Genetic mutations that become fixed over many generations can increase genetic diversity, which is more likely to occur in larger populations. Although no physiological or genetic implications of inbreeding depression have been identified to date, small manatee populations could be susceptible to detrimental genetic effects, such as limited adaptation potential during climate change (Couvet, 2002). Population sizes of N_E > 50 effective breeders are recommended for short-term sustainability, while N_E > 500 are needed for long-term survival and the prevention of excessive inbreeding (Wright, 1951; Jamieson and Allendorf, 2012). This implies that census population levels in the upper thousands are necessary to maintain evolutionary stability (Franklin, 1980; Lande, 1995). All three groups of manatees in this study had estimates of N_E < 75, well below the 500-minimum threshold.

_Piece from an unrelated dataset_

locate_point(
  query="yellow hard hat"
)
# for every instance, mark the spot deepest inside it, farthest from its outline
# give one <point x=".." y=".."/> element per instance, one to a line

The rapid growth of anthropogenic activities has reduced the availability of habitat that is required for breeding and parental care (Luna et al., 2011; ICMBio, 2018b, 2019). As numerous stranded calves are rehabilitated, release locations should target natal habitats to avoid genetic swamping of locally adapted alleles (Luna et al., 2011, 2012; ICMBio, 2018a). To achieve near-term stability of the Brazilian Antillean manatee population, habitat restoration and protections, and direct anthropogenic threats (boats, oil extraction, etc.) are needed to encourage gene flow, bring N_E to >50 effective breeders, and improve connectivity through the recolonization of fragmented manatee habitats (Frankham et al., 2002).